The Last Minute Tax Rush

“Get your deduction before the end of the year!”

 “EOFY Sale!”

 “$20K can be yours before the end of the year!”

 Lets cut through the jargon. In the 2015 federal Budget, the government announced its intention to increase the instant asset write-off threshold to $20,000 for assets acquired and installed ready for use from 7.30pm (AEST) 12 May 2015.

Look at your financial position critically. Chances are, if you didn’t have $20,000 to spend on your business before the recent federal Budget announcement, you won’t have it in the days leading up to 30th June. If you’re uncertain about what to do, talk to us!

If you expect big taxable profits next year, but little this year, why spend up big now.

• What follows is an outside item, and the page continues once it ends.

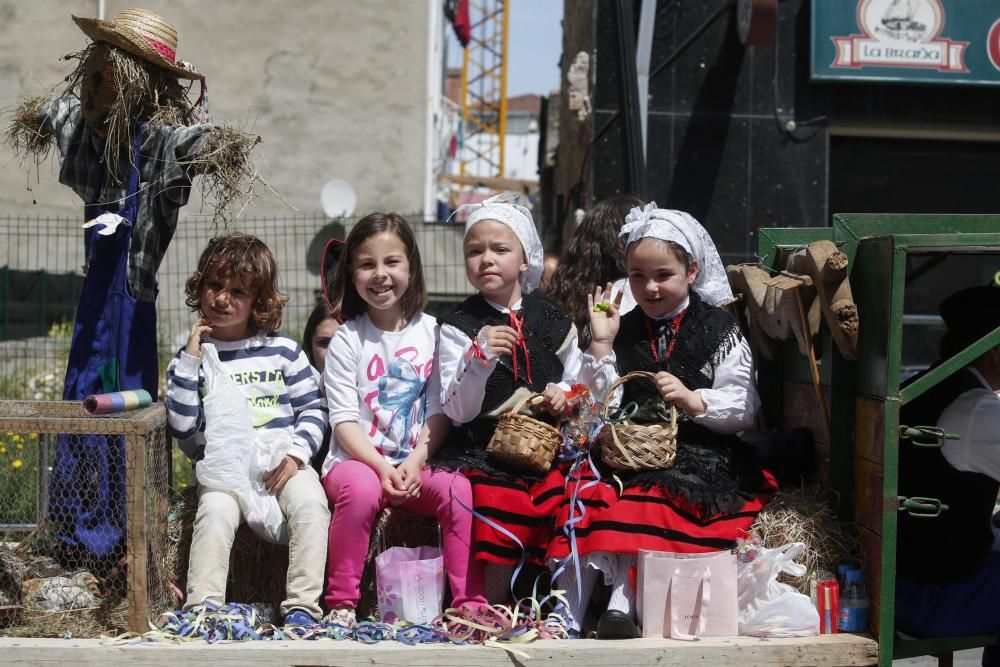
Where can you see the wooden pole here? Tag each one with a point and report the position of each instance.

It is probably much better to defer this expenditure until the next year to even out the cash flows and taxes.

Consider also that you need to consider income too: bring forward the income or delay.

If you do need the deduction this year then consider:

The capital ‘$20k’ up front deduction – but only if you were considering buying it later anyway.

Paying super before the 30 June for the 4th quarter.

Prepaying expenses for next year.

Writing off bad debts – review your trade debtors listing and write off any uncollectable debts.

Donating – remembering that any contribution you make to a charity or a private ancillary fund above $2 is tax deductible.

As with any deduction, remember the golden rule: you can’t claim what you can’t prove.

This year the ATO is paying particular attention to personal technology claims – such as phones, computers and iPads – and travel costs. If you are claiming work-related expenses, make sure you have your receipts and can justify them as work costs.